Newsweek

THE GIVING PLEDGE: 10 YEARS AFTER

“THE MAN WHO DIES RICH DIES DISGRACED.” Andrew Carnegie, The Gospel of Wealth, 1889. In 2010, Bill and Melinda Gates and Warren Buffett started the Giving Pledge, a promise by very rich people to give away half their wealth before they die. The idea was to change the world of giving by encouraging more people with outrageous amounts of money to give more sooner, and most of all to give differently—to share ideas and best practices and make their giving more effective. Instead of (or perhaps in addition to) spending their money on a new helipad for their yacht in Cap d’Antibes, 206 individuals or couples have publicly promised to give half or more of their money away to those who need it. You’d think that would be cause for celebration, or at least a begrudging “thanks.”

Nope.

Why? Maybe it comes back to the fact that we are, in the words of Senator Bernie Sanders, “sick and tired of billionaires,” a feeling that has been growing over time—and hasn’t seemingly abated even as the rich have stepped up during the Covid-19 pandemic. (See story, page 32.) Maybe it just comes down to envy on our part. Perhaps the idea that a handful of people feel they can save the world feels like hubris. “How dare they?” Maybe the Kochs and Mercers (climate denialism) and the Selzes (antivax) have given philanthropy a bad name.

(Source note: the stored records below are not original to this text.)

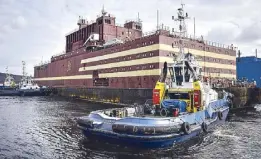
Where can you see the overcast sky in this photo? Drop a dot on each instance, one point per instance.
(32, 30)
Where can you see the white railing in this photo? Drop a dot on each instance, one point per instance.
(59, 54)
(42, 63)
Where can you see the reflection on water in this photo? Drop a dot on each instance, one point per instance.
(45, 127)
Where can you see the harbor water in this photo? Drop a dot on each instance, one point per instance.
(45, 127)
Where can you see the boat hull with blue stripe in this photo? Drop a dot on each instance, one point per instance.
(151, 131)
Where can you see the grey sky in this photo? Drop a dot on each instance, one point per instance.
(34, 29)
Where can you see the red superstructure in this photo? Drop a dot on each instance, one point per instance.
(101, 56)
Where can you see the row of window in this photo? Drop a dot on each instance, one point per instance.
(128, 68)
(124, 58)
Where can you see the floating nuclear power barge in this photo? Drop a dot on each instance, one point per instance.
(121, 64)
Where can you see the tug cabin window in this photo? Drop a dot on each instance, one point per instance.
(179, 75)
(179, 95)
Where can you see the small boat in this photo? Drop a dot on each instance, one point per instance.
(183, 106)
(9, 87)
(28, 88)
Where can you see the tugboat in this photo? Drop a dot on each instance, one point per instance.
(182, 108)
(28, 88)
(9, 87)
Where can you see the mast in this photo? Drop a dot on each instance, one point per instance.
(7, 74)
(182, 34)
(24, 68)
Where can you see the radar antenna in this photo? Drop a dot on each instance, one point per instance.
(24, 68)
(103, 11)
(182, 16)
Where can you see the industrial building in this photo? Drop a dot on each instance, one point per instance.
(249, 69)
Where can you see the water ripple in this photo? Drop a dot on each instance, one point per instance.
(45, 127)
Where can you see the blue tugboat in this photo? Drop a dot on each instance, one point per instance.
(183, 107)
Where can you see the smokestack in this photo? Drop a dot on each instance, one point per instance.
(157, 19)
(194, 28)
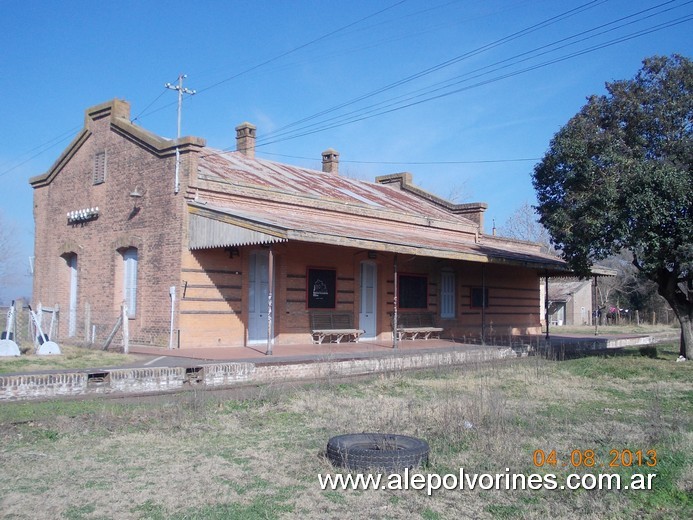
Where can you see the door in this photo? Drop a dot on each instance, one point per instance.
(72, 322)
(367, 320)
(258, 297)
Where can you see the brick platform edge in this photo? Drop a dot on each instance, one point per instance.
(222, 375)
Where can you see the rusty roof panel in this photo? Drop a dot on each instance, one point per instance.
(236, 169)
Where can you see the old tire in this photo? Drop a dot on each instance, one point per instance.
(359, 451)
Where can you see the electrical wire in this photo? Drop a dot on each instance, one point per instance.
(278, 135)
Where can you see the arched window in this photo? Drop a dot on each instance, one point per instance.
(130, 280)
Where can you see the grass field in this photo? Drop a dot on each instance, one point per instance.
(257, 454)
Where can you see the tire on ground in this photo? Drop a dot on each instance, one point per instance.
(358, 451)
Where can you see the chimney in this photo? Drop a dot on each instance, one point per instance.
(245, 139)
(330, 161)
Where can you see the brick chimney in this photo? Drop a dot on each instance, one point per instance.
(330, 161)
(245, 139)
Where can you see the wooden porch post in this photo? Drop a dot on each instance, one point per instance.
(483, 304)
(270, 284)
(394, 315)
(546, 301)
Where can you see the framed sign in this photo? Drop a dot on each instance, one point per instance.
(322, 288)
(413, 291)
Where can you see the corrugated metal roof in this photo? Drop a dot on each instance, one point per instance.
(369, 233)
(238, 170)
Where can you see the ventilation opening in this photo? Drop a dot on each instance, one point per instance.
(194, 375)
(97, 378)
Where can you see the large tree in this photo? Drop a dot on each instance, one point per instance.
(619, 176)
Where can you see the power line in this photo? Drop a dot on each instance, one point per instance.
(373, 110)
(53, 142)
(417, 163)
(447, 63)
(287, 53)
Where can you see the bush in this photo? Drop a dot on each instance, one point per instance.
(649, 351)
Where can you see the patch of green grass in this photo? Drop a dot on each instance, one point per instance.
(628, 365)
(335, 497)
(78, 512)
(504, 511)
(150, 510)
(429, 514)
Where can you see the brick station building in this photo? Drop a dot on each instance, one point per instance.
(211, 248)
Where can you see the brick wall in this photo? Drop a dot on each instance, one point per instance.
(152, 223)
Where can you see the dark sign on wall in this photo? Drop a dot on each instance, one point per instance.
(322, 288)
(413, 291)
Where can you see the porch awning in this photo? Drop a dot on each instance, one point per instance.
(206, 233)
(212, 226)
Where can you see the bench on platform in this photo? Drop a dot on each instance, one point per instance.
(417, 325)
(333, 326)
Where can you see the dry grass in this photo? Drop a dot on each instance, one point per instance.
(212, 455)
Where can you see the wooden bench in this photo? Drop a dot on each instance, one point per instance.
(333, 326)
(417, 325)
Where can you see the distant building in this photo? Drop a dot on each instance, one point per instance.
(243, 251)
(570, 302)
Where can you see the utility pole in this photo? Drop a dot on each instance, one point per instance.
(181, 90)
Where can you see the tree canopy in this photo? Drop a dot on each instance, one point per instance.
(619, 176)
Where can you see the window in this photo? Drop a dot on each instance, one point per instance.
(100, 168)
(479, 297)
(413, 291)
(447, 294)
(130, 280)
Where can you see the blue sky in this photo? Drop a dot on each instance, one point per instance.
(477, 76)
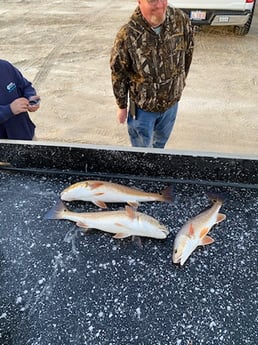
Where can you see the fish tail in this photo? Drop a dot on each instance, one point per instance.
(56, 212)
(168, 194)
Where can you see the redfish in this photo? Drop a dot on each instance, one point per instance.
(102, 192)
(122, 223)
(194, 233)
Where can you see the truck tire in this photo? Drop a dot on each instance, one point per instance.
(243, 30)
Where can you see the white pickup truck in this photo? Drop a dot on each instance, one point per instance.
(237, 13)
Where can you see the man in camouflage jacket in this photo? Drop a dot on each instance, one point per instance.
(150, 60)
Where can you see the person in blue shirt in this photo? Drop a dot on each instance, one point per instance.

Whatever the reason, the Pledge has certainly had its critics. On the fifth anniversary, Bloomberg.com analyzed the estates of 10 Pledgers who’d died and found most had not given away half before they died. It concluded that the Pledge was more like joining a “club” than a genuine commitment. In June 2019, in The Chronicle of Philanthropy, journalist Marc Gunther concluded that the Pledge hasn’t “turbocharged philanthropy” as intended. He suggested that many Pledgers aren’t really living up to their commitment and only joined for the cachet. Kelsey Piper of Vox called the Pledge “disappointing” because more billionaires haven’t signed up.